None of this is accidental complexity. It all falls out of the physics: text is generated one token at a time, each token needs the cache of every prior token, the cache is too big to move, and the math is non-deterministic.
Stop Fighting the Shape
LLMs don’t return responses. They produce them, in real time, on a specific GPU, with a cache that exists only for the life of the request and cannot be recreated. Every piece of infrastructure that sits in front of an LLM — gateways, schedulers, retry logic, batching layers, autoscalers — has to make peace with that or fight it and lose.
Most of what I see in the wild is fighting it. Teams treat LLM calls like REST calls because REST is the shape the HTTP layer presents, and then they’re surprised when the thing underneath behaves like nothing they’ve ever operated. They retry blindly. They measure the wrong latency number. They scale on GPU utilisation. They assume cached prefixes mean “safe to resume.” They try to migrate state that can’t be migrated. And they burn a lot of engineering hours learning, one postmortem at a time, that the abstraction was lying to them.

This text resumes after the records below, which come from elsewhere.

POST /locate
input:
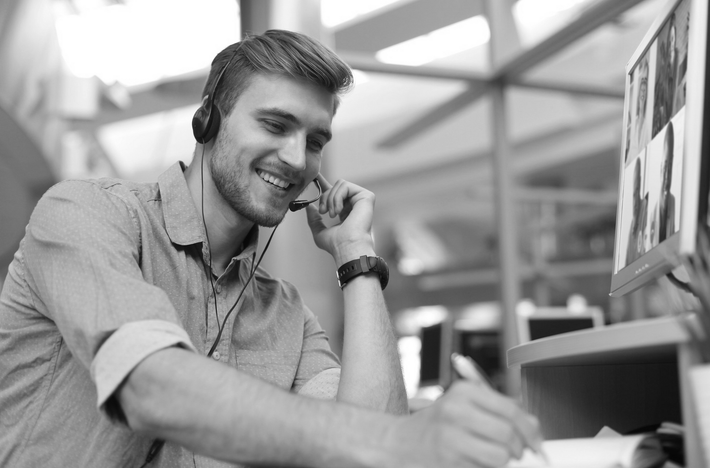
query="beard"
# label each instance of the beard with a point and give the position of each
(226, 176)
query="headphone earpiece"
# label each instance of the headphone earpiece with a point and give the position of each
(208, 117)
(206, 121)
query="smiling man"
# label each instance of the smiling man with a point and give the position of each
(137, 328)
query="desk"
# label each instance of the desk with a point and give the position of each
(625, 376)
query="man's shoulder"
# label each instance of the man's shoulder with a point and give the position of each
(93, 191)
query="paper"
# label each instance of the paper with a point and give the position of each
(637, 451)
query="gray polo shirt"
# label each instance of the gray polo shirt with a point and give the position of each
(109, 272)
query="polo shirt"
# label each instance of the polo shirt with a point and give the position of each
(110, 271)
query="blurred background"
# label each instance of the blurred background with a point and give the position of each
(490, 131)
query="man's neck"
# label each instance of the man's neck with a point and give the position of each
(226, 229)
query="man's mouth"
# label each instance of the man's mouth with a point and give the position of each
(273, 180)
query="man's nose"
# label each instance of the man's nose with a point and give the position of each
(293, 152)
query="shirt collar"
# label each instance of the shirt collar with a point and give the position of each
(183, 222)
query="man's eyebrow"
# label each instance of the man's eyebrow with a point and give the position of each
(277, 112)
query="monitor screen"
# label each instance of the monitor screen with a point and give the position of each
(429, 371)
(541, 322)
(662, 179)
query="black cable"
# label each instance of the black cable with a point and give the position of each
(251, 275)
(204, 223)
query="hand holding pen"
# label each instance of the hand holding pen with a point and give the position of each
(468, 370)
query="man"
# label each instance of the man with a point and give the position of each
(666, 226)
(636, 245)
(123, 325)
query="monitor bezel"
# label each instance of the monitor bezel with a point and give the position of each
(665, 257)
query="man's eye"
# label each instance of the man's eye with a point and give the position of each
(315, 145)
(273, 126)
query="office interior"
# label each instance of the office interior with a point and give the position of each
(489, 130)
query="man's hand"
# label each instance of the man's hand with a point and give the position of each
(354, 207)
(471, 426)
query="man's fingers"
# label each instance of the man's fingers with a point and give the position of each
(507, 409)
(324, 184)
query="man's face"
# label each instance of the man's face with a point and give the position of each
(269, 147)
(671, 43)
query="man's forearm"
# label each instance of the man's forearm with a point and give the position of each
(371, 374)
(217, 411)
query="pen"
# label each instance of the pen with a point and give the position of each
(467, 369)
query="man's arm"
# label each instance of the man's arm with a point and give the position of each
(371, 375)
(215, 410)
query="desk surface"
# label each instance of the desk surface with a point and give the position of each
(651, 340)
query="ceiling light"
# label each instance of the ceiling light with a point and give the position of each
(440, 43)
(335, 12)
(142, 41)
(535, 11)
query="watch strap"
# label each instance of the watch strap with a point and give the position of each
(360, 266)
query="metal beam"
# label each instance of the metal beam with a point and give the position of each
(570, 88)
(435, 116)
(595, 16)
(402, 22)
(164, 97)
(512, 71)
(368, 63)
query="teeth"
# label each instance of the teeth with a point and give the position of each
(273, 180)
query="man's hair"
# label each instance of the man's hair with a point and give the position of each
(276, 52)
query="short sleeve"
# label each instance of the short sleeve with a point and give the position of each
(316, 355)
(83, 252)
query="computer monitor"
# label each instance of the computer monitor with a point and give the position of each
(430, 364)
(540, 322)
(663, 180)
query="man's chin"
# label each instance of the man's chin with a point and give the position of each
(268, 219)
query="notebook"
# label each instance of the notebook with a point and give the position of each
(632, 451)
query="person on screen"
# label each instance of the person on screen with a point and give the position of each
(642, 130)
(118, 342)
(682, 71)
(665, 79)
(667, 200)
(635, 246)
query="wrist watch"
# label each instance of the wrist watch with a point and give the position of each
(362, 265)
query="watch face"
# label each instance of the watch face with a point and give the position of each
(384, 272)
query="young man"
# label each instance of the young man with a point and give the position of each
(137, 329)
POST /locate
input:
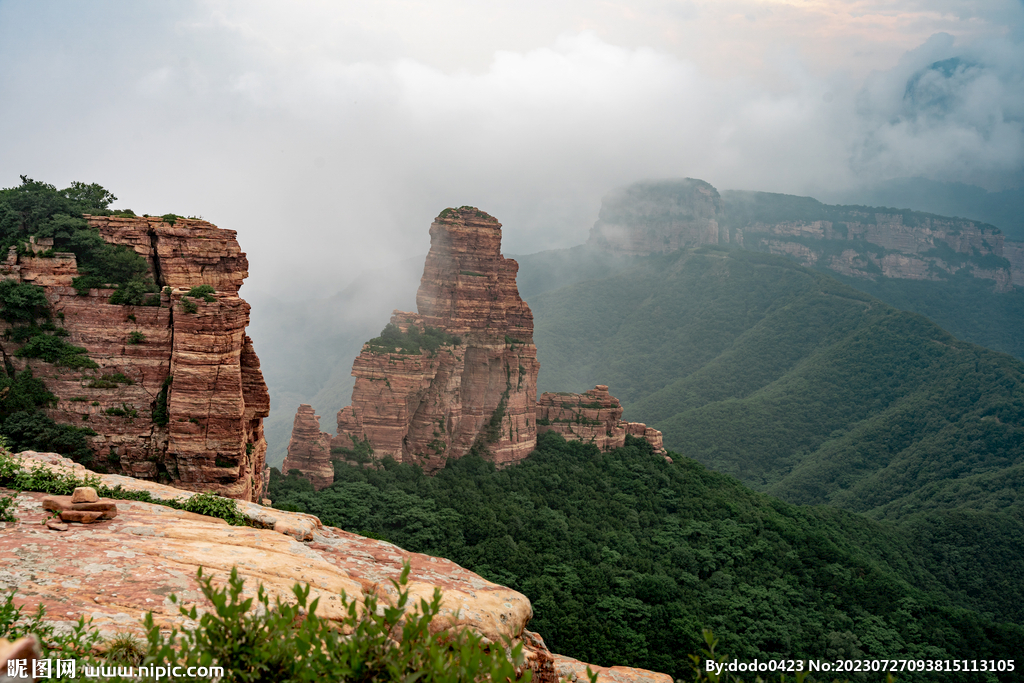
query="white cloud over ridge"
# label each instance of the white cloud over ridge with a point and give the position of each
(329, 138)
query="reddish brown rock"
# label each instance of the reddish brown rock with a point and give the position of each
(201, 365)
(425, 408)
(663, 216)
(116, 571)
(84, 495)
(593, 417)
(309, 450)
(81, 516)
(108, 508)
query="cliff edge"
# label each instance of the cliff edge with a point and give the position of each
(178, 395)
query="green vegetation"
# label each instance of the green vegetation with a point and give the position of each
(627, 558)
(204, 292)
(14, 475)
(795, 383)
(38, 209)
(256, 639)
(161, 415)
(393, 340)
(123, 411)
(55, 350)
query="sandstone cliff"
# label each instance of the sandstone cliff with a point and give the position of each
(113, 571)
(861, 242)
(592, 417)
(309, 450)
(198, 369)
(477, 385)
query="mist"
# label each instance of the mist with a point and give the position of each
(329, 135)
(330, 138)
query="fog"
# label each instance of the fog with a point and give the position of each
(329, 134)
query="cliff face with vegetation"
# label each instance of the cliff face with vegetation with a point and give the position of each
(176, 393)
(855, 241)
(459, 375)
(592, 417)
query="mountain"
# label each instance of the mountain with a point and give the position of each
(793, 382)
(124, 341)
(626, 557)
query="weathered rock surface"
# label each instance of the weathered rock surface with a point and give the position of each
(202, 366)
(114, 571)
(432, 406)
(592, 417)
(477, 390)
(309, 450)
(861, 242)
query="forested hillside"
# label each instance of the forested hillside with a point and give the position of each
(795, 383)
(626, 557)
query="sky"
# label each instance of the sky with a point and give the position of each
(330, 133)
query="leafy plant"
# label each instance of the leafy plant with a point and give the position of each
(204, 292)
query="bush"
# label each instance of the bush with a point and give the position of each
(55, 350)
(413, 341)
(20, 302)
(290, 642)
(36, 431)
(204, 292)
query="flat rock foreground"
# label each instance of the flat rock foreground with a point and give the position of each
(115, 570)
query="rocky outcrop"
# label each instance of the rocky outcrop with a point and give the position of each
(309, 450)
(478, 385)
(115, 570)
(473, 386)
(593, 417)
(855, 241)
(178, 395)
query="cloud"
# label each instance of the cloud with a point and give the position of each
(329, 138)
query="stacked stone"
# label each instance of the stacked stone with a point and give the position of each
(83, 506)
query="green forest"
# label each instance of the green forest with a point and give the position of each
(793, 382)
(627, 557)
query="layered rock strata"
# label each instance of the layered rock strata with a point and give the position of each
(479, 385)
(861, 242)
(112, 571)
(474, 386)
(198, 369)
(309, 450)
(592, 417)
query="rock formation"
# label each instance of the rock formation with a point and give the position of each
(459, 374)
(478, 386)
(115, 570)
(198, 369)
(309, 450)
(861, 242)
(592, 417)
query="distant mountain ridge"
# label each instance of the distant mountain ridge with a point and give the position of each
(855, 241)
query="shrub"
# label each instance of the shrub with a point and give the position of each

The frameworks that stay up at 2,000 concurrent are the ones that gave up the illusion early. Bounded retry windows. Careful back-pressure. No pretending about resumption. Metrics that look like what’s actually happening on the GPU, not what the HTTP library reports. It’s not more complicated than the REST mental model — it’s just honest about the thing it’s talking to.
Once you see the shape of the thing, a lot of the weirdness stops being weird. It starts being inevitable. And inevitable is much easier to design around than mysterious.